Hazra Debapriya, Byun Yung-Cheol, Kim Woo Jin, Kang Chul-Ung
Department of Computer Engineering, Jeju National University, Jeju 63243, Korea.
Department of Computer Engineering, Jeju National University, Institute of Information Science & Technology, Jeju 63243, Korea.
Biology (Basel). 2022 Feb 10;11(2):276. doi: 10.3390/biology11020276.
Every year approximately 1.24 million people are diagnosed with blood cancer. While the rate increases each year, the availability of data for each kind of blood cancer remains scarce. It is essential to produce enough data for each blood cell type obtained from bone marrow aspirate smears to diagnose rare types of cancer. Generating data would help easy and quick diagnosis, which are the most critical factors in cancer. Generative adversarial networks (GAN) are the latest emerging framework for generating synthetic images and time-series data. This paper takes microscopic cell images, preprocesses them, and uses a hybrid GAN architecture to generate synthetic images of the cell types containing fewer data.
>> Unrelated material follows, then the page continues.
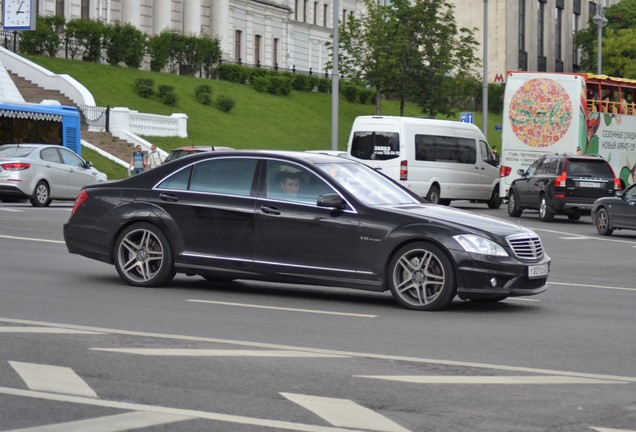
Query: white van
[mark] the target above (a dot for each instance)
(437, 159)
We prepared a single dataset with expert intervention by combining images from three different sources. The final dataset consists of 12 cell types and has 33,177 microscopic cell images. We use the discriminator architecture of auxiliary classifier GAN (AC-GAN) and combine it with the Wasserstein GAN with gradient penalty model (WGAN-GP). We name our model as WGAN-GP-AC. The discriminator in our proposed model works to identify real and generated images and classify every image with a cell type. We provide experimental results demonstrating that our proposed model performs better than existing individual and hybrid GAN models in generating microscopic cell images. We use the generated synthetic data with classification models, and the results prove that the classification rate increases significantly. Classification models achieved 0.95 precision and 0.96 recall value for synthetic data, which is higher than the original, augmented, or combined datasets.
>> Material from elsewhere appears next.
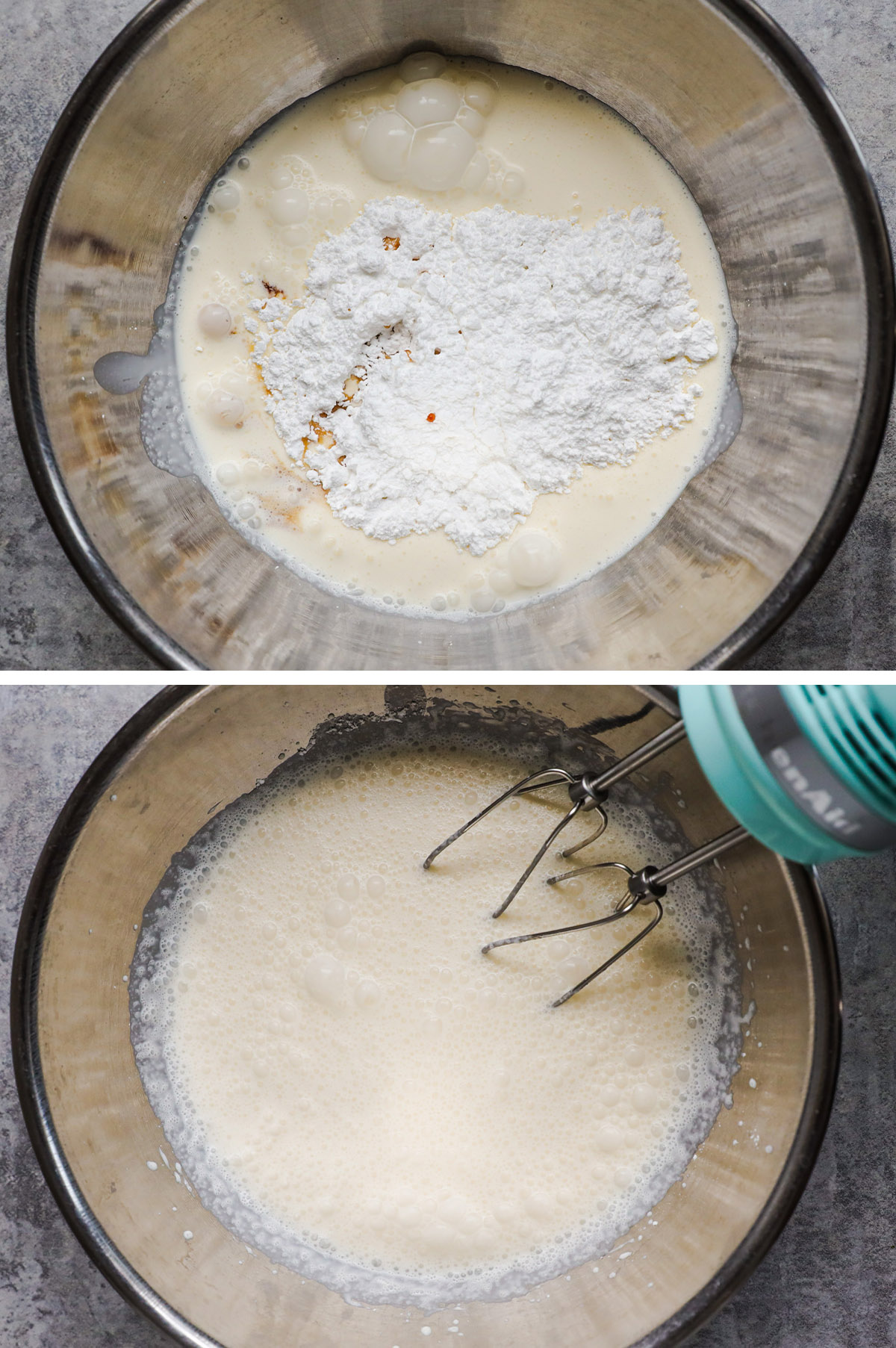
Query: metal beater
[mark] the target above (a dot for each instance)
(588, 793)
每年约有124万人被诊断患有血癌。尽管发病率逐年上升,但每种血癌的数据仍然稀缺。从骨髓穿刺涂片获得的每种血细胞类型都必须生成足够的数据,以诊断罕见类型的癌症。生成数据将有助于实现轻松快速的诊断,而这是癌症治疗中最关键的因素。生成对抗网络(GAN)是用于生成合成图像和时间序列数据的最新框架。本文获取微观细胞图像,对其进行预处理,并使用混合GAN架构生成数据较少的细胞类型的合成图像。我们通过合并来自三个不同来源的图像,在专家干预下准备了一个单一数据集。最终数据集包含12种细胞类型,有33177张微观细胞图像。我们使用辅助分类器GAN(AC-GAN)的判别器架构,并将其与带梯度惩罚模型的瓦瑟斯坦GAN(WGAN-GP)相结合。我们将我们的模型命名为WGAN-GP-AC。我们提出的模型中的判别器用于识别真实图像和生成的图像,并对每种图像进行细胞类型分类。我们提供的实验结果表明,我们提出的模型在生成微观细胞图像方面比现有的单个和混合GAN模型表现更好。我们将生成的合成数据与分类模型一起使用,结果证明分类率显著提高。分类模型对合成数据的精确率达到0.95,召回率达到0.96,高于原始、增强或组合数据集。